More than 800 GPs could be investigated in the forthcoming financial year, compared with 82 who were formally investigated last year, following the ombudsman’s decision to ‘usually investigate’ from now on if a complaint passes some simple tests.
These include whether the issue falls within the ombudsman’s remit; if the complaint is made within its usual time limit; and whether the complainant could not be reasonably expected to pursue their complaint through other legal means.
Last year (2011/12) the ombudsman investigated 400 NHS complaints, and it estimates that in 2013/14 it will formally investigate 4,000 complaints.
The ombudsman received 2,951 complaints about GPs during 2011/12.
Londonwide LMCs medical director Dr Tony Grewal said GPs needed the threat of a huge increase in investigations ‘like a hole in the head’.
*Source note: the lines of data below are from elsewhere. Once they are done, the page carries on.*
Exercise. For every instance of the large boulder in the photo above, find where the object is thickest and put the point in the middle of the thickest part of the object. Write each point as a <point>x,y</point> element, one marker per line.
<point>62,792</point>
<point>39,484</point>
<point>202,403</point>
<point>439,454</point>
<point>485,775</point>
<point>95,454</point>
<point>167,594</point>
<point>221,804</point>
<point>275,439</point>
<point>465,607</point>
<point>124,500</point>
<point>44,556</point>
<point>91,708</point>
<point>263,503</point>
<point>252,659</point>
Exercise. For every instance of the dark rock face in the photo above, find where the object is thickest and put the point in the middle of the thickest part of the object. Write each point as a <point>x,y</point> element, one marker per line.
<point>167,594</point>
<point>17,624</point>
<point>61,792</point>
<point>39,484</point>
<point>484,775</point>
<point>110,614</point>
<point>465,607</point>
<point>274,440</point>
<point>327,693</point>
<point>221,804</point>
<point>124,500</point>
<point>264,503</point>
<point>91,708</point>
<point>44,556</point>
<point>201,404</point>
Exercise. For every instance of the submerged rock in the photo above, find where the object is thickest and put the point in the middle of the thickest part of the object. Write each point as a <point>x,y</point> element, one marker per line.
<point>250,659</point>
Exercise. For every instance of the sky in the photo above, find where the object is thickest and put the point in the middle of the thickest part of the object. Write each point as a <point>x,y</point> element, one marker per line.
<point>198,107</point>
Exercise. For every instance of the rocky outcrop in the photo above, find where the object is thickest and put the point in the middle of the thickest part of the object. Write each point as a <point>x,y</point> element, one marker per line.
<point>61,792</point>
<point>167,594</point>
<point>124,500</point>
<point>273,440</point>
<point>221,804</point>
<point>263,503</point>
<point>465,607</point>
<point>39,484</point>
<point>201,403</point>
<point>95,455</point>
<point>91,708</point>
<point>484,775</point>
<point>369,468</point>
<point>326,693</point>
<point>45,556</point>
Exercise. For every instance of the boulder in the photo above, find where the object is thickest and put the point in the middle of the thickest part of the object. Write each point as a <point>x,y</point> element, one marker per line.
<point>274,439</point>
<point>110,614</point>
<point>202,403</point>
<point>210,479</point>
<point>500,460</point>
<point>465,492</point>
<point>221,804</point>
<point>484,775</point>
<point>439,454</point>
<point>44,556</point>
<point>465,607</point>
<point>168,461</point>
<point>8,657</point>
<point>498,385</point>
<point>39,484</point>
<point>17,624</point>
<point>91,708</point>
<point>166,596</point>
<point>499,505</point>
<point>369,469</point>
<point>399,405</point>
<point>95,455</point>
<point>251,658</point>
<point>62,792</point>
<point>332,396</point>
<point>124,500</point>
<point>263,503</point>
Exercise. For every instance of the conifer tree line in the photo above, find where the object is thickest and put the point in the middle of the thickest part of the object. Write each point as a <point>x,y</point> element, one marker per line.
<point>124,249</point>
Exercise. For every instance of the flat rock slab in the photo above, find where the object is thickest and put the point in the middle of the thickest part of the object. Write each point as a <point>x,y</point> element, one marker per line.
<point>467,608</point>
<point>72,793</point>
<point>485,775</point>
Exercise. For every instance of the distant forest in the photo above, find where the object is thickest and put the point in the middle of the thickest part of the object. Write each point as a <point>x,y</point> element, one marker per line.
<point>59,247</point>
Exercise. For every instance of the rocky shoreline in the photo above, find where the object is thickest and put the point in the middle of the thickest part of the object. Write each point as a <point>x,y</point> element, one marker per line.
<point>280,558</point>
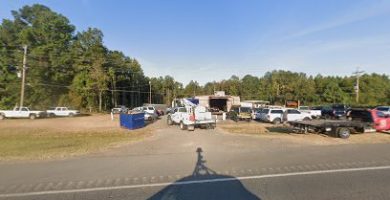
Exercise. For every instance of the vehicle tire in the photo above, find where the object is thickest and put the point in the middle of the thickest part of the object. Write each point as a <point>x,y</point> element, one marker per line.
<point>343,132</point>
<point>182,126</point>
<point>277,121</point>
<point>169,121</point>
<point>191,128</point>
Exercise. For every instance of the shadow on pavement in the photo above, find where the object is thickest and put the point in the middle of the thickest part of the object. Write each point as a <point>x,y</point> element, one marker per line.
<point>204,183</point>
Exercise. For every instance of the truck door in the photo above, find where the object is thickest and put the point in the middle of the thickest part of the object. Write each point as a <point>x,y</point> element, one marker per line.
<point>24,112</point>
<point>382,122</point>
<point>294,115</point>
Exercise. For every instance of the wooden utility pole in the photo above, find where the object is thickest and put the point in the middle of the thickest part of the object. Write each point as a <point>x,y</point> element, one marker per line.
<point>357,73</point>
<point>23,75</point>
<point>150,92</point>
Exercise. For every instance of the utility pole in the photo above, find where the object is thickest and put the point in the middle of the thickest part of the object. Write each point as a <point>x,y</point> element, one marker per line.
<point>150,92</point>
<point>357,73</point>
<point>23,75</point>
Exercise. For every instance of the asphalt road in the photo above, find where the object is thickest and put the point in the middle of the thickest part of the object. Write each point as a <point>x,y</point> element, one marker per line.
<point>207,164</point>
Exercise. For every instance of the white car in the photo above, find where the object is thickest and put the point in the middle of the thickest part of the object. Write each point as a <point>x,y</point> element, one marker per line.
<point>21,112</point>
<point>61,112</point>
<point>384,109</point>
<point>274,115</point>
<point>150,112</point>
<point>296,115</point>
<point>188,117</point>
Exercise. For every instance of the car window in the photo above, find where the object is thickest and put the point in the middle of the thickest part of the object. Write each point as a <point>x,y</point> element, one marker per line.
<point>277,111</point>
<point>182,110</point>
<point>293,112</point>
<point>245,109</point>
<point>316,108</point>
<point>383,108</point>
<point>380,114</point>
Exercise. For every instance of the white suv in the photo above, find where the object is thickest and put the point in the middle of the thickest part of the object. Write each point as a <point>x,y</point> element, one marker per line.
<point>274,115</point>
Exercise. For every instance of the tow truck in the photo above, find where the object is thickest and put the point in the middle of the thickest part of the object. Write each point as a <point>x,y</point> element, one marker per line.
<point>360,121</point>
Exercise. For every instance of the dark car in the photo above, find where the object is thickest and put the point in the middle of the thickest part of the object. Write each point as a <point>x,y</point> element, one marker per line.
<point>335,111</point>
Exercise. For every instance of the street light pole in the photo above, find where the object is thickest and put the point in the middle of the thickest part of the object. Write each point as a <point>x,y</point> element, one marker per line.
<point>23,75</point>
<point>150,92</point>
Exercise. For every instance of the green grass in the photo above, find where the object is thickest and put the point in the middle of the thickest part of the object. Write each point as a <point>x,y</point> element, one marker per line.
<point>38,144</point>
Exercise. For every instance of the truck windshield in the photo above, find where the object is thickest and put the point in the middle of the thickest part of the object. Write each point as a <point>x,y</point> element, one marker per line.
<point>245,109</point>
<point>182,110</point>
<point>383,109</point>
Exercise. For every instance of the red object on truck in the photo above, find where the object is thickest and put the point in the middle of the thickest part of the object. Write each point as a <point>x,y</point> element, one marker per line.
<point>381,121</point>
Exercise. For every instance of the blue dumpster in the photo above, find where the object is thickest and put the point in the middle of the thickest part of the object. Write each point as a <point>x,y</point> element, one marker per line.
<point>132,121</point>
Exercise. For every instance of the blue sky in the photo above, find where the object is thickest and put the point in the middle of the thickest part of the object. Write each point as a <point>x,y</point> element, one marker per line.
<point>207,40</point>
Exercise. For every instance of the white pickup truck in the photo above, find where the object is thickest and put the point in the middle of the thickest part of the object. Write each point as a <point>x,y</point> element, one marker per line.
<point>61,112</point>
<point>315,112</point>
<point>189,117</point>
<point>21,112</point>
Julie Mellor, the Parliamentary and Health Service Ombudsman, said investigations would be vastly increased as a result of ‘feedback from public services, parliamentarians and our public research’.
She said: ‘By sharing more of the learning from complaints that do come to us, we will help organisations get better at resolving the complaints themselves’.
But Dr Grewal said doctors would not learn ‘one iota’ from more investigations.
‘I’ve supported GPs through investigations over many years, and it doesn’t improve them, it destroys them, often expensively and painfully,’ he said.